De Port-au-Prince, la capitale dévastée il y deux ans par un puissant tremblement de terre auquel elle n’était pas préparée, arrive à la MISNA le récit de père Pierre Le Beller : « Haïti se relève doucement. Des deux côtés de la route de l’aéroport on voit de nouvelles maisons commerciales. Mais lorsque l’on pénètre dans des zones plus à l’abri ou que l’on arrive sur la place centrale du Champs de Mars, on découvre de nombreuses tentes et de nombreux campements, beaucoup de gens restent dans la précarité, attendant des solutions de relogement qui semblent complexes et compliquées ». Père Pierre Le Beller fait partie de la Société des pères de St. Jacques, une congrégation française de Bretagne avec une longue histoire de mission à Haïti.
« La presse locale semble donner de l’importance à l’accueil de nouvelles entreprises, parle beaucoup de la réinsertion et de la réhabilitation par le travail : j’espère seulement qu’il ne s’agit pas seulement d’effet d’annonce », avoue le missionnaire qui, après une période de six années passée en France, est retourné à Haïti soutenir ses confrères, encore marqués par ces longues secondes de secousse qui avaient mis le pays à genou. « Un de nos pères vit encore sous la tente, la restauration de mon ancienne paroisse, Saint Antoine, avance sûrement.

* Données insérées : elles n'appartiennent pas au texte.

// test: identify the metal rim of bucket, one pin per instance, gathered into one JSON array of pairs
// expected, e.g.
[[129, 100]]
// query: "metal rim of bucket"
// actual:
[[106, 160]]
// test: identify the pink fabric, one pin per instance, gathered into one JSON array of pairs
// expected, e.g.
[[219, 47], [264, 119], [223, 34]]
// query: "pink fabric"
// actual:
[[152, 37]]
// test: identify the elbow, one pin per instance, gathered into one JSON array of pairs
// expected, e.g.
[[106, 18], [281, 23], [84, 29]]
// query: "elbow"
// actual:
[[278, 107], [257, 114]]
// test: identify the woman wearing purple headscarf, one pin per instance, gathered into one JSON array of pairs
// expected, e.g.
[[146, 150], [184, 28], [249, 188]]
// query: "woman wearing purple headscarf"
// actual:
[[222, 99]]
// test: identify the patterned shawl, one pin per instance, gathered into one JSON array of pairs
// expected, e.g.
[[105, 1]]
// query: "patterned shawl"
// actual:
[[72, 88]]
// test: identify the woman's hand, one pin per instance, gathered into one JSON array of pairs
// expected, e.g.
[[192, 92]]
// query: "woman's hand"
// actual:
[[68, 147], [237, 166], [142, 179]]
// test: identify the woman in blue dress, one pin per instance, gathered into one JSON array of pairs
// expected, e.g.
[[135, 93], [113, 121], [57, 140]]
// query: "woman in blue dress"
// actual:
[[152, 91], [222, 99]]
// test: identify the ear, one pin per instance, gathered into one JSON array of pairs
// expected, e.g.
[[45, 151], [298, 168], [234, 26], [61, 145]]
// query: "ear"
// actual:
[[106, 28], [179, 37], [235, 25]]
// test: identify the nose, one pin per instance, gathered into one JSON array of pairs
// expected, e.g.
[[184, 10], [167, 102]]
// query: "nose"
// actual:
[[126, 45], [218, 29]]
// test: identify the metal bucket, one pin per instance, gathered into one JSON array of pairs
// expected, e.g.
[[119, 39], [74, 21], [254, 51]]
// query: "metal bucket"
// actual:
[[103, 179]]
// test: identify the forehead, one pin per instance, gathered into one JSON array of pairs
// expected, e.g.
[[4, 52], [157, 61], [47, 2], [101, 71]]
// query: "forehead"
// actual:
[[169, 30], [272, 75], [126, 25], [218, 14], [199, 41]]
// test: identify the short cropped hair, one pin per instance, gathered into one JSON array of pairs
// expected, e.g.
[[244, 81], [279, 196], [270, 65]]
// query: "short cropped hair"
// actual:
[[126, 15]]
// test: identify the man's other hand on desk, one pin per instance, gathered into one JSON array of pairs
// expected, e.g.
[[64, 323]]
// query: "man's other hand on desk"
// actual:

Mais les Haïtiens sont de plus en plus en difficultés, car les prix ne font qu’augmenter, alors que les salaires restent inchangés ».
Le regard du missionnaire, deux ans après le séisme, est mitigé : « D’une part – a-t-il dit à la MISNA – je suis admiratif devant la force d’un peuple qui semble porter un fardeau apparemment sans fin, d’autre part, il y a de l’impatience devant la lenteur incompréhensible et la confusion dans l’aide à la reconstruction ».
La Société des pères de St Jacques, après le séisme, a reçu de nombreux dons d’amis et de fidèles, pour un total de 1,3 million d’euros. «Seule la moitié a pu être dépensée, le reste est en banque : faute d’un plan d’envergure défini par les autorités nous n’avons pas pu réellement avancer. Nous ne voulons pas prendre le risque de bâtir, si demain le gouvernement nous oblige à démolir sous prétexte que nos habitations ne correspondent pas à ce qui a été retenu. Nous avons un sentiment de frustration», a dit au quotidien français ‘Le Télégramme’ père Michel Ménard, un confrère de père Le Beller. «Mais les religieux ne sont pas restés les bras croisés – a-t-il ajouté – sur les terrains dont la propriété était clairement établie, ou récemment acquise, ils ont pu construire une trentaine de maisons. Des écoles et des structures d’accueil pour les étudiants ont été financées. Deux églises ont été rénovées, ainsi que deux salles de classe multi-usage et le siège du ministère du campus, qui abrite de nombreux jeunes ». Grâce au réseau des missionnaires dans les quartiers populaires, certaines des victimes du séisme ont pu recevoir une aide pratique et un soutien psychologique.